Third, strategy targeting a specific liver cell type using dedicated vectors seems highly desirable (hepatocyte versus HSC), since ferroptosis possesses a dual role in disparate pathogenic conditions (acute liver injury versus fibrosis). It is tempting to develop disease context-dependent therapeutic regimen for limiting side effects. What also concerns us is how to modify ferroptotic process and perhaps subsequent necroinflammatory events or adaptive immune response across pathologies115.

Finally, it should be acknowledged that numerous precedents do exist regarding the failure of “antioxidants” treatment in clinical trials. As a matter of fact, not all “antioxidants” are effective by targeting lipid peroxidation, thus little success so far in the development of such compounds specifically in the context of disease prevention116. We are supposed to keep eyes on whether documented ferroptosis inducers/inhibitors fare in clinical setting. Moreover, recent studies uncovered the overexpression of apoptosis-inducing factor mitochondrial-2 (AIFM2) fully complement GPx4 depletion117,118. AIFM2 has been hereafter renamed ferroptosis suppressor protein-1 (FSP1) due to its critical role in a second FSP1–Q10–NADPH system, independent of the canonical GSH-based GPx4 pathway, which may regulate ferroptosis execution. Collectively, above findings spark a plethora of targets to be exploited, either standalone or in combination.

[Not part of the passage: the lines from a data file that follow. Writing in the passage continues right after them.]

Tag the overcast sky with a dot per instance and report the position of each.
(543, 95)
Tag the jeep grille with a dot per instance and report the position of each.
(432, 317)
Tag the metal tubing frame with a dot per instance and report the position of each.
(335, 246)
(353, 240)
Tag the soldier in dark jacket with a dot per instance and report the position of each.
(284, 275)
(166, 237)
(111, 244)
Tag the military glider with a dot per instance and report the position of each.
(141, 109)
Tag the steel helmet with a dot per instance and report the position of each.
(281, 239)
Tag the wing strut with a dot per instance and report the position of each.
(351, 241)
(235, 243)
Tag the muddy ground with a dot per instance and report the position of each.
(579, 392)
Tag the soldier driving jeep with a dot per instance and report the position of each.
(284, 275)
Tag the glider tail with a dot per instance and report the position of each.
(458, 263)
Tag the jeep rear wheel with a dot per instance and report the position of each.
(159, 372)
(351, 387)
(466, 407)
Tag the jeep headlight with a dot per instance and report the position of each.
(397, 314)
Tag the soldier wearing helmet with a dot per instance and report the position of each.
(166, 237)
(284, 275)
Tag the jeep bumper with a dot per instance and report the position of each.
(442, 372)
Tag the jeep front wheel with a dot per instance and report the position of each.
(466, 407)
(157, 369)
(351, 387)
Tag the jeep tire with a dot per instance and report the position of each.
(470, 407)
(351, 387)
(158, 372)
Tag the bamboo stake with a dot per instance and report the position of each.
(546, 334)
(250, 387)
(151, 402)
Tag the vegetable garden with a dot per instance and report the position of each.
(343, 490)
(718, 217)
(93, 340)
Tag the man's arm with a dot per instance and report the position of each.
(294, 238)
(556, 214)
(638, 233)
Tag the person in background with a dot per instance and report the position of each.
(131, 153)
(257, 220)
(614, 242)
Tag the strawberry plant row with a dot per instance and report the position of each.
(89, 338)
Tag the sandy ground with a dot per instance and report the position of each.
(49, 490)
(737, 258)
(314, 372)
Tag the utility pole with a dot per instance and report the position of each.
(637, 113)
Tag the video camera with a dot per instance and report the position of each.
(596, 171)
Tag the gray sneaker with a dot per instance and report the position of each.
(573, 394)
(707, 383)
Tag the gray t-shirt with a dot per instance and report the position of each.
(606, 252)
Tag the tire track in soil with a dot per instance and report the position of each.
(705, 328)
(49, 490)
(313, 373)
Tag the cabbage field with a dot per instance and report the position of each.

Although obstacles do exist in the way of future investigation, we still believe that sophisticate manipulation of ferroptosis has promising and essentially untapped therapeutic potential. Inhibition of ferroptosis can be utilized in the prevention and/or protection against various liver injury due to oxidative stress, lipotoxicity as well as immunogenic intermediaries, whereas induction of ferroptosis can be applicable in the treatment of challenging and standard therapy-resistant malignancies119. The sparkle on modification of ferroptosis is that this modality (likely) only operates when pathogenic conditions primarily drive tissue dysfunction, whereas many other types of RCD are secondary to necrotic-inflammatory processes. Furthermore, it has been longstanding recognition that iron accumulation and lipid peroxidation contribute to the pathogenesis of a myriad of diseases. At last, the solid fundamental established and ever-growing scope in relevant research will accelerate discoveries of chemical probes/regulators monitoring ferroptotic pathway, and wide evaluation of ferroptosis-modulating approaches in clinical trials. In a word, some hype but increasing hope could be anticipated by the population of cell death researchers and clinicians.